Pendant des décennies, remporter les élections semblait aller de soi pour le CSV. Les vieux messieurs trouvaient la publicité moderne ridicule. Le CSV était le « fournisseur de la Cour ». Il n’avait pas besoin de logo : il disposait des couleurs nationales de l’État du CSV, du crucifix du diocèse et de la police de caractères « Fraktur » du « Luxemburger Wort ». L’État ne rémunérait aucun responsable du parti pour la campagne électorale. Des « délégués syndicaux » menaient la campagne électorale après le travail. Ou pendant la journée, depuis leur ministère. La propagande du parti était artisanale.
En 1974, le parti a perdu les élections. Les années 80 ont été l’âge d’or des « fils de pub ». Le CSV s’est offert son premier logo : le lettrage en gras de la CDU allemande. En noir, avec un trait à la craie rouge, blanc et bleu.
Le logo suivant se composait de lettres blanches sur fond gris. Seule consolation : une touche de turquoise. Le parti continuait de perdre des voix. C’était le triomphe du néolibéralisme : cette religion de l’enrichissement sans scrupules, du mépris des pauvres, du pillage de l’État. Le Parti populaire a pris peur, craignant de passer à côté de l’air du temps.
Pour les élections à la Chambre de 2004, l’agence de publicité Imedia a proposé un nouveau logo. Au lieu du gris et du noir, celui-ci arborait la couleur vive qu’est l’orange. C’était la couleur tendance et pop des années 70. Le CSV voulait être tout sauf « déi Schwaarz » et « d’Pafen ». Lors du congrès régional de mai 2004, les délégués ont reçu des oranges en cadeau. Qu’auraient-ils bien pu faire de briquettes, de toute façon ?

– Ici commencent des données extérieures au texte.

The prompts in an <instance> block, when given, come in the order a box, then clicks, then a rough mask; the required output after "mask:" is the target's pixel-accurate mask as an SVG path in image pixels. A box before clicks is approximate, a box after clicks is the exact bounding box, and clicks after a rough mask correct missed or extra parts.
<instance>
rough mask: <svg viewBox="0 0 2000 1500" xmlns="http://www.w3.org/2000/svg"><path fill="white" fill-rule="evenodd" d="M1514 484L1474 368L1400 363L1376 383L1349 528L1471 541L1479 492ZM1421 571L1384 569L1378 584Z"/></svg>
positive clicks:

Pour le CSV, perdre des élections semble aujourd’hui aller de soi. Après 2013 et 2018, les sondages lui prédisent de nouvelles pertes de sièges pour l’année prochaine. Le coup de force mené par le groupe parlementaire contre le président du parti il y a un an a ébranlé la confiance des membres.
Il y a deux semaines, les membres étaient invités à la fête familiale estivale. L’objectif était de les réconcilier avec la direction du parti. Il s’agissait de les motiver pour la campagne électorale de l’année prochaine. On leur avait promis un « événement de lancement ». Au lieu de cela, on leur a présenté un nouveau logo.
Le logo a été créé par l’agence de publicité Guru, basée à Hambourg. Il s’agit du logo de la CDU de Berlin. Le mot « Berlin » a été remplacé par les contours hachurés du Grand-Duché.
« Le regard le plus essentiel aujourd’hui, le regard mercantile au cœur des choses, s’appelle la publicité », écrivait Walter Benjamin (Einbahnstraße, p. 63). Le logo représente un trapèze noir à angles droits. « C’est surtout le noir que je vois, qui a toujours été la couleur du CSV », s’est réjoui le président du parti, Claude Wiseler. Après deux décennies, le parti n’a plus honte de sa tradition.
« [S]i j’avais proposé de changer de nom, d’abandonner le “C”, je me serais fait lyncher » (Le Quotidien, 13 juin).
En ces temps de régression politique, le noir des soutanes fait son retour. Il symbolise la foi. Les ennemis de Dieu disent : il symbolise l’obscurantisme. Mais ce n’est pas la foi en Dieu. C’est la foi désespérée du CSV en son glorieux passé.
L’acronyme du parti est turquoise, couleur abricot et légèrement gris. Ces couleurs mélangées sont ambiguës, à l’image de la vision du monde d’un « parti conservateur du centre ». Celui-ci se sent perdu au milieu, pris entre une coalition gouvernementale libérale et un adversaire national-conservateur, l’ADR.
Le gris-abricot-turquoise est la couleur liturgique d’un parti populaire qui cherche à masquer les contradictions de classe. Un parti qui se veut au service de tous, « pour les riches comme pour les pauvres ». À l’ère de la diversité, même les Noirs doivent être colorés. Au lieu d’être vives, les couleurs sont ternes. Elles promettent une diversité émoussée, intégrée. De préférence, une diversité diluée dans le gris.
La direction du parti « nei CSV » a été élue pour ramener le calme au sein du parti. Son logo doit être aussi conventionnel qu’elle-même. Les agences de publicité ne parlent jamais de « design conservateur ». Elles vendent toujours un « design plutôt conservateur ». Elles savent trop bien à quel point c’est ennuyeux.